Le blaireau se déplace dans l’ombre de la nuit, mais trace, dans la terre, une architecture qui survivra à plusieurs générations. Sous certaines clairières de Provence, des terriers complexes s’étendent sur des dizaines de mètres, parfois jusqu’à plus de 300 m de galeries réparties en plusieurs niveaux, avec des chambres de repos et des nurseries sculptées dans le sol. Ces réseaux, parfois occupés par des familles successives sur des décennies, obligent les experts à distinguer des terriers principaux, utilisés régulièrement, et des terriers secondaires réservés aux périodes de détresse ou de dérangement.

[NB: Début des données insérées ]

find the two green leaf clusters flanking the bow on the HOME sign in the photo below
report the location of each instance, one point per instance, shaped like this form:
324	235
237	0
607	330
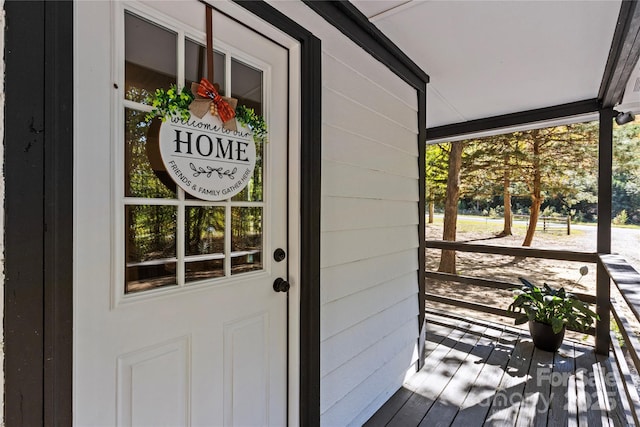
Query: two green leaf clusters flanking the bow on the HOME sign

Une maison à plusieurs étages
Les galeries, d’un diamètre d’environ 20 à 30 cm, plongent jusqu’à plusieurs mètres de profondeur, avec des chambres aménagées de litières de feuilles, de mousse ou d’herbes fréquemment renouvelées pour limiter les parasites et réguler la température. Cette hygiène quotidienne témoigne d’un comportement très marqué par la propreté, puisque le blaireau ne fait jamais ses besoins dans le terrier. À l’extérieur, il creuse des petits trous, souvent groupés en « latrines », que les naturalistes appellent familièrement « pots » ou « petits pots », et qu’il utilise comme toilettes sauvages.
Clans et colocations
Les blaireaux vivent en clans familiaux, le plus souvent composés de quelques adultes et de leurs jeunes, avec des effectifs pouvant varier de 2 à une vingtaine d’individus selon les régions et la richesse du terroir. Dans les zones où les populations sont denses, ces groupes territoriaux partagent un terrier principal autour duquel ils coordonnent leurs activités nocturnes. Lorsque les galeries sont suffisamment vastes, le blaireau tolère parfois la présence d’autres espèces, comme le renard ou le lapin de garenne, qui utilisent les galeries vides ou secondaires, créant ainsi des cohabitants involontaires.
Pour aller plus loin
Le blaireau, loin d’être un simple rongeur souterrain, se révèle comme un véritable aménageur de paysage, dont les terriers structurent toute une microfaune. Si vous découvrez, près d’un bois ou d’une haie du Var, des trous à l’aspect de « petits pots » et des amas de terre bien dégagés, il y a de fortes chances que la famille Blaireau y réside, en silence et en secrets.